Fears of widespread unemployment driven by automation have helped popularize the idea of paying everyone a regular lump sum of money to either complement or replace their earnings—an idea often referred to as “universal basic income” or UBI. Pushed by conservative thinkers like Milton Friedman and Silicon Valley investment firms like Y Combinator, such a scheme might be cheaper and easier to administer than more complex forms of social welfare that involve vetting people, and it could help people get by while going to school or working a significantly lower paying job than they had before the rise of automation. But Obama’s White House prefers to focus on education and job training rather than guaranteed income.
“We should not advance a policy that is premised on giving up on the possibility of workers remaining employed,” the paper says. “Our goal should be first and foremost to foster the skills, training, job search assistance, and other labor market institutions to make sure people can get into jobs, which would much more directly address the employment issues raised by AI than would UBI.”
The report advocates a four-pronged policy approach that includes more funding for technical education, an expanded social safety net, and, paradoxically, more money for AI research. “If care is taken to responsibly maximize its development, AI will make important, positive contributions to aggregate productivity growth, and advances in AI technology hold incredible potential to help the United States stay on the cutting edge of innovation,” the report says.
The Light Touch
The report is consistent with the White House’s previous “Preparing for the Future Artificial Intelligence” report as well statements made by the President in an interview with WIRED earlier this year year. Both the new report and the President commented on the need for government to fund research to help reduce the level of algorithmic bias baked into future technologies. “The government should add a relatively light touch, investing heavily in research and making sure theres a conversation between basic research and applied research,” the President said in our interview.
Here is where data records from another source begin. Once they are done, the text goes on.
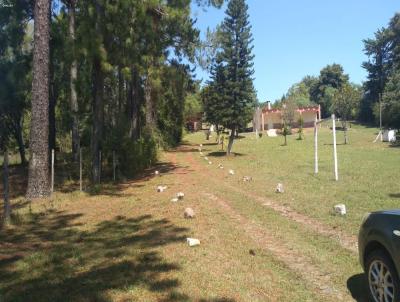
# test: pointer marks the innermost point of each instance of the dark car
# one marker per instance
(379, 250)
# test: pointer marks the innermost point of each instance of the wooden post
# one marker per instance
(334, 147)
(114, 164)
(7, 208)
(262, 121)
(99, 166)
(316, 145)
(52, 170)
(80, 169)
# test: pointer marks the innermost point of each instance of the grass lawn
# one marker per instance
(368, 172)
(126, 242)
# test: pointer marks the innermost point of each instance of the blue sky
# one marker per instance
(294, 38)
Jim Pugh, the founder of the UBI advocacy group Universal Income Project, says that UBI doesn’t need to conflict with the goal of training workers for the jobs of the future and, in fact, can help further that goal. “We see basic income as something that would enable a wider variety of types of work rather than a stop gap for people who no longer have job opportunities due to automation,” Pugh tells WIRED. “This is something that allows them to deal with a more chaotic work environment and opens up opportunities for new types of work.”
But the bigger question in the near future is how seriously the Trump administration will take the issues raised in the report. “When you look at Trump’s stance on jobs in general, he thinks that immigration and free trade are the things that have robbed us of jobs, not automation,” says Rob May, the founder of the human resources automation company Talla. “It will be interesting to see if, as time goes on, the administration sees automation as something that is inevitable or if they try to put policies in place that try to fight it.”
Pugh, however, believes that there is plenty of room for the states–particularly California—to get involved in responding to the issues raised by automation. “We could pursue policies on both the research front and smaller steps that can take us along the path of basic income,” he says.
The important thing is that the public starts to think about how AI will shape the future. “Whether a universal income is the right modelis it gonna be accepted by a broad base of people?thats a debate that well be having over the next 10 or 20 years,” President Obama told WIRED earlier this year. It looks like that debate is finally starting in earnest.